À l’UQAM, des membres du corps professoral n’échappent pas à cette réalité. « J’ai noté que certaines femmes provenant des communautés ethniques pouvaient avoir plus de problèmes dans leurs évaluations », affirme la présidente du Syndicat des chargées et chargés de cours de l’UQAM (SCCUQ), Marie Blais.
Pour le président de la Fédération québécoise des professeures et professeurs d’université (FQPPU), Jean-Marie Lafortune, les biais de la part des effectifs étudiants reflètent « ce qui se passe dans la société en général ».
Lourdes conséquences
Les résultats des évaluations peuvent avoir un impact considérable sur la carrière d’un chargé ou d’une chargée de cours, alors que la possibilité d’obtenir un contrat supplémentaire est souvent en jeu, mentionne Mme Blais.
« Je ne pense pas que les étudiants soient conscients de l’impact [de l’évaluation] sur la carrière de l’enseignant. […] J’ai vu des chargés de cours démoralisés, choqués, blessés par certains commentaires se retrouvant dans leurs évaluations », explique la présidente du SCCUQ.
« Ce sont des commentaires qui peuvent porter sur leur apparence, leur habillement. Dans ces cas-là, ça s’applique plus souvent aux femmes », rapporte Mme Blais.
En tant que professeur au Département de communication sociale et publique de l’UQAM, Jean-Marie Lafortune se dit soucieux d’obtenir une rétroaction de ses cours de la part de ses étudiants et étudiantes, mais il avoue que l’exercice tend à virer aux attaques personnelles.
« Je sais qu’il y a eu des départements à l’UQAM où il y avait un comité qui était chargé de lire les commentaires, pour éventuellement caviarder tous ceux qui étaient de l’ordre de l’attaque à la personne, pour éviter que ceux qui les lisent vivent une crise existentielle », raconte-t-il.
Changement de cap
L’ACPPU abonde dans le même sens que l’arbitre Kaplan. « Nous espérons que la décision va avoir un effet domino, explique Valérie Dufour. Nous pouvons être sûrs que dans les prochaines négociations de conventions collectives, les associations académiques vont utiliser cette décision pour faire entendre raison aux directions. »
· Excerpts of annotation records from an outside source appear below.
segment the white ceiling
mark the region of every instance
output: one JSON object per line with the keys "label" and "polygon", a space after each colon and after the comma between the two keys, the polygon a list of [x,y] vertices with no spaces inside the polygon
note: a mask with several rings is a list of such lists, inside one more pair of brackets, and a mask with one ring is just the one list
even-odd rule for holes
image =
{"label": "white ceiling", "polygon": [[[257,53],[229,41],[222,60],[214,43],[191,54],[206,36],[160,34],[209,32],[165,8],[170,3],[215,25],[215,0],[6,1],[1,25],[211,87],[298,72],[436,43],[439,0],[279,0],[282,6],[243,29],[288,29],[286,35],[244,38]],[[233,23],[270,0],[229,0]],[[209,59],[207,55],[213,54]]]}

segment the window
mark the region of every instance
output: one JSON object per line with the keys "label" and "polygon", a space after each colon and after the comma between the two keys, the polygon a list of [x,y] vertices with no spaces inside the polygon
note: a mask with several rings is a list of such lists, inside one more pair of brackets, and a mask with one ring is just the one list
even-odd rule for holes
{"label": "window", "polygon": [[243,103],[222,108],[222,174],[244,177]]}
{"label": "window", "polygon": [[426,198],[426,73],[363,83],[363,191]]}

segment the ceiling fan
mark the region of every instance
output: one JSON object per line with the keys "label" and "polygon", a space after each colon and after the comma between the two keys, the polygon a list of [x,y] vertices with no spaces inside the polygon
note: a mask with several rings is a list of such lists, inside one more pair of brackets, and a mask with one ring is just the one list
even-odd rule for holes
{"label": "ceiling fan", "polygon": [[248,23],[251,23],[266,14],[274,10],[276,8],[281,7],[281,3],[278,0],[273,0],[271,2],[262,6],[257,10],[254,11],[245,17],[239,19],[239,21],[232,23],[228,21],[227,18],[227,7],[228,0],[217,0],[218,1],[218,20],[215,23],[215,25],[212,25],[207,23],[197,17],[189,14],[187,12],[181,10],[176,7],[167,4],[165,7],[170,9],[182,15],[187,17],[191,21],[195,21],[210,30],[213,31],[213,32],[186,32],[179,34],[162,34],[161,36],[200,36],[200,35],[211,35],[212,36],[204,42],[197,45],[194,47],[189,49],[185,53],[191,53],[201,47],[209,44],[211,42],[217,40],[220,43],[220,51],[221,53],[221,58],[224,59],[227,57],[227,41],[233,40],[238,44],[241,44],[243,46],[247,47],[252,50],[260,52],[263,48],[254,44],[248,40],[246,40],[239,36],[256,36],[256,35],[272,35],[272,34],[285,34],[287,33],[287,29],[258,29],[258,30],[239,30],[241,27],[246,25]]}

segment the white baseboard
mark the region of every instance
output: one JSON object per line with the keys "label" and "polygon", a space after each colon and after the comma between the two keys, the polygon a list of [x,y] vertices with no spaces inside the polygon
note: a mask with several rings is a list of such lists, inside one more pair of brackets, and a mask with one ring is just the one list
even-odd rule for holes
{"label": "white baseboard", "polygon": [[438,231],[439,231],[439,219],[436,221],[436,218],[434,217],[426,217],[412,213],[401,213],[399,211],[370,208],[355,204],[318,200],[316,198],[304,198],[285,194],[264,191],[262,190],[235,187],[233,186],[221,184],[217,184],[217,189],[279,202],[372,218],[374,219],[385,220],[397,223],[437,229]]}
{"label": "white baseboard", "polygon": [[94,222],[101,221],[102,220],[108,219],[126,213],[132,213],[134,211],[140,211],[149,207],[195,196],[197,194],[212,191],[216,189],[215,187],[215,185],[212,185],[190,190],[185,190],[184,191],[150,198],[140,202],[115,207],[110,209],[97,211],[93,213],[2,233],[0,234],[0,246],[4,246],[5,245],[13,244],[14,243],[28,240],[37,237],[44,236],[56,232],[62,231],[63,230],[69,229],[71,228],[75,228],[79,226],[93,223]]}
Pour Jean-Marie Lafortune, de la FQPPU, les administrations font preuve d’un certain entêtement à vouloir considérer les résultats des évaluations dans les demandes de promotion, alors qu’il ne s’agit pas d’un élément aussi fiable que les publications d’un enseignant ou d’une enseignante, par exemple.
« On ne peut pas facilement régler un problème social, mais [on peut] au moins faire en sorte que ça n’affecte pas trop les enseignants et [qu’on balise] le processus pour que ce ne soit pas une occasion de faire circuler cela entre les membres de la communauté universitaire », estime Michel Lacroix.
De son côté, l’UQAM n’a pas dévoilé ses intentions quant à l’avenir du processus d’évaluation des enseignements. « L’UQAM a pris acte de la décision de l’Université Ryerson en ce qui concerne l’évaluation des enseignements et en examine les tenants et aboutissants », rapporte la directrice des relations de presse de l’UQAM, Jenny Desrochers.